APA Ethical Guidelines
Through its history, Psychology has lead to many horrific experiments which have caused significant harm to its patients. One example is the Little Albert experiment, done by John B Watson. He clanged an iron pole every time the little boy reached out to touch a white rat. Even without the sound, the boy was afraid of the rat showing emotions could be conditioned. While this research provided important information for scientists, had Albert not died at 6, could have had serious implications for him in his life outside of the experiment. The APA now has a series of guidelines to assure research does not cause serious harm. Before research can begin, the study must be presented to the Institutional Review Board (IRB) which reviews proposals for ethical violations and procedural errors. The regulations vary based on whether the subject is a human or an animal.
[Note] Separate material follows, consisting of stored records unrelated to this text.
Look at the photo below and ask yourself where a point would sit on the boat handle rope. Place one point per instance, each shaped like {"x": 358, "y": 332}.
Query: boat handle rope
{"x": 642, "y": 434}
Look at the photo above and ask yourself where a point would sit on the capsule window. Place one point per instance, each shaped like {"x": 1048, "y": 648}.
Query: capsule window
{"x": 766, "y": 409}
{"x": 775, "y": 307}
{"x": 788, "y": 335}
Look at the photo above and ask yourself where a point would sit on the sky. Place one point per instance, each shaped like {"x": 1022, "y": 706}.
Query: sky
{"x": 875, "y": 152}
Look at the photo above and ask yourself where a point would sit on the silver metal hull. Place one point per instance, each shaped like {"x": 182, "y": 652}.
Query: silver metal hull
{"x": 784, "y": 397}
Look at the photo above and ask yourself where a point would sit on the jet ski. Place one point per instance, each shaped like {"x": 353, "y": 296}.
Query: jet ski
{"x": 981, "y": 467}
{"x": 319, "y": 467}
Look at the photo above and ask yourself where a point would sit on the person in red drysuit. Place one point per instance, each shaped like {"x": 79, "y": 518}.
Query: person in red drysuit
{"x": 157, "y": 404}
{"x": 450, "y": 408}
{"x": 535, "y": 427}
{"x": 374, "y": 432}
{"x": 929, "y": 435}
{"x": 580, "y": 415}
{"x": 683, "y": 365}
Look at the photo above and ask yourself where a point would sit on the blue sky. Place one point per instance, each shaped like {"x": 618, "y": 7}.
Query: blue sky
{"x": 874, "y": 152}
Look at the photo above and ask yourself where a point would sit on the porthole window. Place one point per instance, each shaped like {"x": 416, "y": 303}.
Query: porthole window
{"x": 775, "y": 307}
For animal research, the study must meet these requirements:
- They must have a clear scientific purpose
- The research must answer a specific and important scientific question
- Animals chosen must be best suited to answer said question
- The animals must be cared for and housed humanely
- The animal subjects must be acquired legally and purchased from accredited companies. Wild animals must be caught humanely
- Experimental design must employ the least amount of suffering possible.
Research involving human subjects must meet these requirements:
- No coercion. Participation must be voluntary
-Informed Consent: Participants must know that they are involved in research. If deception is necessary, the research they consent to should be similar enough to the research they participate in.
-Anonymity/Confidentiality: Participants have anonymity when no data is collected that can allow a persons response to be matched with their name. If anonymity is not possible, confidentiality is necessary, where the researcher doesn’t identify the source of their data.
-Risk: Participants can’t be placed at any significant mental or physical risk.
-Debriefing: After the research is conducted, participants should be told about the study’s purpose, and given ways to contact the researcher about the results. This is especially important if deception is used.